‘Hairspray’
April 8, Arkansas Repertory Theatre
The musical “Hairspray” is, in many ways, about progress. It’s also about big hair and about a man dressing up as a woman and about Baltimore. But progress in “Hairspray” is represented by the integration of The Corny Collins teen dance program (and you know it’s a musical because the real life teen dance program the fictional teen dance program was patterned after wasn’t successfully integrated). Progress at the Arkansas Repertory Theatre, which is staging a truly exceptional production of “Hairspray” and which will likely prove to be a tough ticket, is measured in a different and harder to quantify way.
But “Hairspray” at the Rep feels like real progress — perhaps it’s the glow coming off of the company’s successful capitol campaign. More likely, it’s that the Rep has just become better at big musicals. “Hairspray” is a great vehicle for that particularly hard-to-find performer — the singer/dancer/comic. “Hairspray” needs a dance floor full of these types and the Rep finds them. It’s a cliche to say there isn’t a weak link in the cast, but that cliche applies in this case.

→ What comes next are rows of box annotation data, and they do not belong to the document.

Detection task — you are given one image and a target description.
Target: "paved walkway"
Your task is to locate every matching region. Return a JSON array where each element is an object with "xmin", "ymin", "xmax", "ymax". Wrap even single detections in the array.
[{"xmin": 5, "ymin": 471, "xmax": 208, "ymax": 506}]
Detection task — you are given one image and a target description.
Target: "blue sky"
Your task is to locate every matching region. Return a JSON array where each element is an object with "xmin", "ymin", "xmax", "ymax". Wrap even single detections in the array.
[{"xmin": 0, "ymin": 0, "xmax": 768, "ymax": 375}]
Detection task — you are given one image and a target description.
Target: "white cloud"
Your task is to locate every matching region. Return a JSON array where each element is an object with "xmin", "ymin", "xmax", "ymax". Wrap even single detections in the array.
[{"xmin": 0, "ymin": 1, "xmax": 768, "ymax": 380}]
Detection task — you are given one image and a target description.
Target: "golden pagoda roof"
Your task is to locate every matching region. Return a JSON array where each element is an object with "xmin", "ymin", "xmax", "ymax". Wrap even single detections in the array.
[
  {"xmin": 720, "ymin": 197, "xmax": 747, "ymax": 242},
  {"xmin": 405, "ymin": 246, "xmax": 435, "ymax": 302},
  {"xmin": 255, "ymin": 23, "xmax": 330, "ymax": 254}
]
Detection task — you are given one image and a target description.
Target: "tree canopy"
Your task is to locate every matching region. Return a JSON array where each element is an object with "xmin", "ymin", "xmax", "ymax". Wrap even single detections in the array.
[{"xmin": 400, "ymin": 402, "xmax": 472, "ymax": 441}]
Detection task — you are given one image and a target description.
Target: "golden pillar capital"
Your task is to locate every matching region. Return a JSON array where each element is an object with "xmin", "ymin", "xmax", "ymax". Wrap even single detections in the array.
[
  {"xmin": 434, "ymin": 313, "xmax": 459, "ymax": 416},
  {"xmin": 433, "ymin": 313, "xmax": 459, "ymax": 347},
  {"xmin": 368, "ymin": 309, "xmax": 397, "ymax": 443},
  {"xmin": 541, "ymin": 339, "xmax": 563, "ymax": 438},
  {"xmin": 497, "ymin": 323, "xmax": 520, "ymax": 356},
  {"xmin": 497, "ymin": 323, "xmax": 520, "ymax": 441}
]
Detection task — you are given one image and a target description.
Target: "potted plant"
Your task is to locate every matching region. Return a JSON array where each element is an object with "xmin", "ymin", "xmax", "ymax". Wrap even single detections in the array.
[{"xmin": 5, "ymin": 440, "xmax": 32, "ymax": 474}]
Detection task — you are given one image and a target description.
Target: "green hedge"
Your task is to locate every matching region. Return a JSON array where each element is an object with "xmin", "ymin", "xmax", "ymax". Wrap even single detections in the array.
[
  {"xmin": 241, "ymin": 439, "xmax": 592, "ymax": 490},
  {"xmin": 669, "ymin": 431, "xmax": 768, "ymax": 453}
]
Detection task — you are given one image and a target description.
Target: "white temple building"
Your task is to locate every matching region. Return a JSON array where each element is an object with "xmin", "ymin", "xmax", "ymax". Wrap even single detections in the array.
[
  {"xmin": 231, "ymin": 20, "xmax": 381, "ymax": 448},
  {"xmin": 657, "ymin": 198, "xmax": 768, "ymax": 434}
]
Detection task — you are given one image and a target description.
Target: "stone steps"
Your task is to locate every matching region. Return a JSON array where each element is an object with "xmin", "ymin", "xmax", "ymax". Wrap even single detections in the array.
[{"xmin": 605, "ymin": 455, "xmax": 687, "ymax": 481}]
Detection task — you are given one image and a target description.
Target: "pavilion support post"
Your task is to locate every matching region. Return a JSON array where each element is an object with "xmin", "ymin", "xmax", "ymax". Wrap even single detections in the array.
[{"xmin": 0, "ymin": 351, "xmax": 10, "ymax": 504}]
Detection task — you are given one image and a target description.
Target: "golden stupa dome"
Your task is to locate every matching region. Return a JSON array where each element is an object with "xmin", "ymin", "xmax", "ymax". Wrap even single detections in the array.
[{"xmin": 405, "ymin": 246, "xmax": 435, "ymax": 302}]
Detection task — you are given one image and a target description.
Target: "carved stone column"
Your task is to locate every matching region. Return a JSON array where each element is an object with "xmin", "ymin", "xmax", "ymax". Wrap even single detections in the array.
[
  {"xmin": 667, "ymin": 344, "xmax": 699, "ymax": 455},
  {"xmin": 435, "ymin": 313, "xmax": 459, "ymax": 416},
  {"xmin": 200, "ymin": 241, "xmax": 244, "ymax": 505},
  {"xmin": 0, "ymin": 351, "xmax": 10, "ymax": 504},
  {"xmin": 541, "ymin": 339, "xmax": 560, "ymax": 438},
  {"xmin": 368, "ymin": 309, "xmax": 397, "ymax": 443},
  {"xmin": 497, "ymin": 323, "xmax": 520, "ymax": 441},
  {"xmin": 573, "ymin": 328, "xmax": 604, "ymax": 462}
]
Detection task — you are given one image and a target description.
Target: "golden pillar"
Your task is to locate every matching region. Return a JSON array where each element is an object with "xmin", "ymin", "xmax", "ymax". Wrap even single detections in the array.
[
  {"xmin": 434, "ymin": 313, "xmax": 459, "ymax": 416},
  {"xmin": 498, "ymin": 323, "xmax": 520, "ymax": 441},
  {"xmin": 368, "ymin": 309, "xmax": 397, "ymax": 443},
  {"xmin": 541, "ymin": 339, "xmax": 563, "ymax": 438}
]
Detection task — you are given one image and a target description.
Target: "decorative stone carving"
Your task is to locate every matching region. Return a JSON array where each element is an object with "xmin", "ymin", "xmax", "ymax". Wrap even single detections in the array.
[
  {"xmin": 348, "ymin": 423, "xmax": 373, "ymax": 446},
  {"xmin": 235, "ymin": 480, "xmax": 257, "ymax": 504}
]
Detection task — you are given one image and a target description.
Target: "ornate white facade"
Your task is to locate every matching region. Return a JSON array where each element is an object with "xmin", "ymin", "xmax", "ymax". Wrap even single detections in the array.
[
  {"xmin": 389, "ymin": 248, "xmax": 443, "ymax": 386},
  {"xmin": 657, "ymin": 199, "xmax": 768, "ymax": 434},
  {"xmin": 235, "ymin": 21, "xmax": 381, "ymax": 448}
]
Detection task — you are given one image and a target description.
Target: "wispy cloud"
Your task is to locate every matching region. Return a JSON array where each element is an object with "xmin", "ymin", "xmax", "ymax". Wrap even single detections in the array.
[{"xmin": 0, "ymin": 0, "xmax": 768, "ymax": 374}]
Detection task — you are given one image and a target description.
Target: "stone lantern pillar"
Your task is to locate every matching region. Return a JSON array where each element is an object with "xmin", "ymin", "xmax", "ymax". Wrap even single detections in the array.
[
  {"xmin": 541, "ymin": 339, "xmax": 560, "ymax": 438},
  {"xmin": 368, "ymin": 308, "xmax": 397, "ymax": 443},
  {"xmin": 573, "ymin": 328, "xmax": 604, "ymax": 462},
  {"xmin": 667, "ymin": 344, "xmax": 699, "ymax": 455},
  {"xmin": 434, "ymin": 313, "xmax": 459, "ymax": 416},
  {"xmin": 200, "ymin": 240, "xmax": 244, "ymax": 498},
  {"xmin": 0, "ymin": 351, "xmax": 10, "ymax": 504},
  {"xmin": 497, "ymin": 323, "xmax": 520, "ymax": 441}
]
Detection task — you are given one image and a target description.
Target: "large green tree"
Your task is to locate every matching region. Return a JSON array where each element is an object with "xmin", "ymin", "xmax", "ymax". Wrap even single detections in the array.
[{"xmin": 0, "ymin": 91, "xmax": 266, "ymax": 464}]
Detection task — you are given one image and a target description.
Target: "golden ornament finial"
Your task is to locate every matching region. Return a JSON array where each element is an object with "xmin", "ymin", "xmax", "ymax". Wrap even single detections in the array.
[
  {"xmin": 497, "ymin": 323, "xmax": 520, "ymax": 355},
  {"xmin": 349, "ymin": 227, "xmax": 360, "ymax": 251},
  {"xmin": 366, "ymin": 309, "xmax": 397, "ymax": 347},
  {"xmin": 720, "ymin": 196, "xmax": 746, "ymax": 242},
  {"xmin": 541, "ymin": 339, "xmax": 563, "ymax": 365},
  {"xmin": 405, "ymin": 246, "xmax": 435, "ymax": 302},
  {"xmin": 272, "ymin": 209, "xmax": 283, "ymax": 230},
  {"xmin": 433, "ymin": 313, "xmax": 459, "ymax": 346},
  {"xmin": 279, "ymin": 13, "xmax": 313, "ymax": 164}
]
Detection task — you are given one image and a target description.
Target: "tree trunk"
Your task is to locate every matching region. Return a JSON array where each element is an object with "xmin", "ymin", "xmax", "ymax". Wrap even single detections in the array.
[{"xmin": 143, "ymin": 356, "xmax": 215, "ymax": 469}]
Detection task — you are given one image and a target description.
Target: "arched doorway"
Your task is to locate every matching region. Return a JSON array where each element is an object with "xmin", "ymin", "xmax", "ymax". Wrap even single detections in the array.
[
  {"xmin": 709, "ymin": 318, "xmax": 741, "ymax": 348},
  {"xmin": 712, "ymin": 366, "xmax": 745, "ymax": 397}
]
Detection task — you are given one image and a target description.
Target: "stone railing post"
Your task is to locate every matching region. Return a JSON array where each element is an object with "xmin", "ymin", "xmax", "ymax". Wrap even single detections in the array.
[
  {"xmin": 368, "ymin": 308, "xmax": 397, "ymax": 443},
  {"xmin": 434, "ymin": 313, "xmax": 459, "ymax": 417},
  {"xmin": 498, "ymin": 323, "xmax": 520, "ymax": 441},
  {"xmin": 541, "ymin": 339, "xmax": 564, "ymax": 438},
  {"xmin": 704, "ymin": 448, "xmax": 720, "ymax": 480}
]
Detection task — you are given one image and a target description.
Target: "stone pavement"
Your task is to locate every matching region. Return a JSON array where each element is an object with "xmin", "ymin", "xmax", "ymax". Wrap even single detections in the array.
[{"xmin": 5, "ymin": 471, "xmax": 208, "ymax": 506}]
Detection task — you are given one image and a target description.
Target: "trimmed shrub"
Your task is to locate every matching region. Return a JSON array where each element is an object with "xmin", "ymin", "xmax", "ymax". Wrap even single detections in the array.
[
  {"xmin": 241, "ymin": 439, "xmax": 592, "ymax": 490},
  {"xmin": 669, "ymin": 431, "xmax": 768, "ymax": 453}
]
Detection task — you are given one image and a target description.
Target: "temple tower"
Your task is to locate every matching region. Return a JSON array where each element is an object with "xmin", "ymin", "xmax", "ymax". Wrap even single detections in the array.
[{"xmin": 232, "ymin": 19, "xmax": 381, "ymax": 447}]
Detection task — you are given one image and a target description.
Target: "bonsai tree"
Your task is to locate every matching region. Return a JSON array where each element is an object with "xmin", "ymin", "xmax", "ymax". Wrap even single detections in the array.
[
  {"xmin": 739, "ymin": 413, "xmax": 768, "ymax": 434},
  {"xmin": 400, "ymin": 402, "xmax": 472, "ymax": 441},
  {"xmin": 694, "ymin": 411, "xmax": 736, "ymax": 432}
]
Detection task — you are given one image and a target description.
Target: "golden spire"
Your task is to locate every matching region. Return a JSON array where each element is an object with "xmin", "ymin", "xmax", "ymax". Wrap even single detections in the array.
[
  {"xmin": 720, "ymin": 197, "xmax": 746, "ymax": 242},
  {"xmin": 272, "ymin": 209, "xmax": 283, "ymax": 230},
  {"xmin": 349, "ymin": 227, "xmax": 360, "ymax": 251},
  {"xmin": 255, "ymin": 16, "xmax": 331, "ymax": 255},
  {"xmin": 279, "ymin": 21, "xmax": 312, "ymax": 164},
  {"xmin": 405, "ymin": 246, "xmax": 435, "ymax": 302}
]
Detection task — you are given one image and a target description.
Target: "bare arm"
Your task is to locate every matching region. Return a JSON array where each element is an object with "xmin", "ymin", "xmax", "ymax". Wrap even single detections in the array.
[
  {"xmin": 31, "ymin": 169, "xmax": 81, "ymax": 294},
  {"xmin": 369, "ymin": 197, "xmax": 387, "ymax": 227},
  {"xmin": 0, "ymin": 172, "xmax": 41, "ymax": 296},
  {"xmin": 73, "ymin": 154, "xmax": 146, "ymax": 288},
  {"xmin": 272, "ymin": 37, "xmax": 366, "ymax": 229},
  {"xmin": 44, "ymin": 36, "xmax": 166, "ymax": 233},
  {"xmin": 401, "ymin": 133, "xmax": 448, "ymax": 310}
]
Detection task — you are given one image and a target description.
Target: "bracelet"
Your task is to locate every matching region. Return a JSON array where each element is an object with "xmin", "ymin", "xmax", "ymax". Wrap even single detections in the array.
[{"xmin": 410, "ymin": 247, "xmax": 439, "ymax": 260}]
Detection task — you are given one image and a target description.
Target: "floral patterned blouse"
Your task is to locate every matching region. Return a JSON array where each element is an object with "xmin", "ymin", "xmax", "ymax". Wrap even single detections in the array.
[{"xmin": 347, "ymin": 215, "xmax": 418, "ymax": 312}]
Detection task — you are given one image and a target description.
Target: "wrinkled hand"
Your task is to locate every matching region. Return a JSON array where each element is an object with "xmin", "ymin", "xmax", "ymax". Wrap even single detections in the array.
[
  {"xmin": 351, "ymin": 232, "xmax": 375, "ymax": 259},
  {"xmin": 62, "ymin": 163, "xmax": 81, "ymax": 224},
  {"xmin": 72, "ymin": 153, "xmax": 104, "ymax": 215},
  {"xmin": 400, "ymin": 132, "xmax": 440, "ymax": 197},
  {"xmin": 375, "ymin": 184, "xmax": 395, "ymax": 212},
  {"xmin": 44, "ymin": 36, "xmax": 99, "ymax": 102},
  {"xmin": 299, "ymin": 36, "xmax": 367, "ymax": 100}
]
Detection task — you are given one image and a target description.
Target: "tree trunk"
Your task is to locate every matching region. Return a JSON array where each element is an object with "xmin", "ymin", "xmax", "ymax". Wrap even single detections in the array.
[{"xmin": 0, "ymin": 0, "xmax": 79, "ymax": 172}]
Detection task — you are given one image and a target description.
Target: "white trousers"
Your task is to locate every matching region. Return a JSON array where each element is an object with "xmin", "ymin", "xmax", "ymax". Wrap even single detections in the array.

“Hairspray” is of course based on the 1988 film by the gleefully trashy John Waters. The story of Baltimore teenager Tracy Turnblad, the “stout” heroine (played with infectious enthusiasm by Lillian Castillo), is part Cinderella, part Civil Rights struggle and part Waters’ corn-fed, all-American vulgarity. Tracy’s parents are, after all, the gold-hearted owner of a joke shop and the transvestite. OK, Edna Turnblad (played at the Rep by D. Scott Withers) has been historically played as a woman by men as diverse as John Travolta (in the film adaptation of the musical) and Waters’ late, longtime collaborator Divine (in the original 1988 film).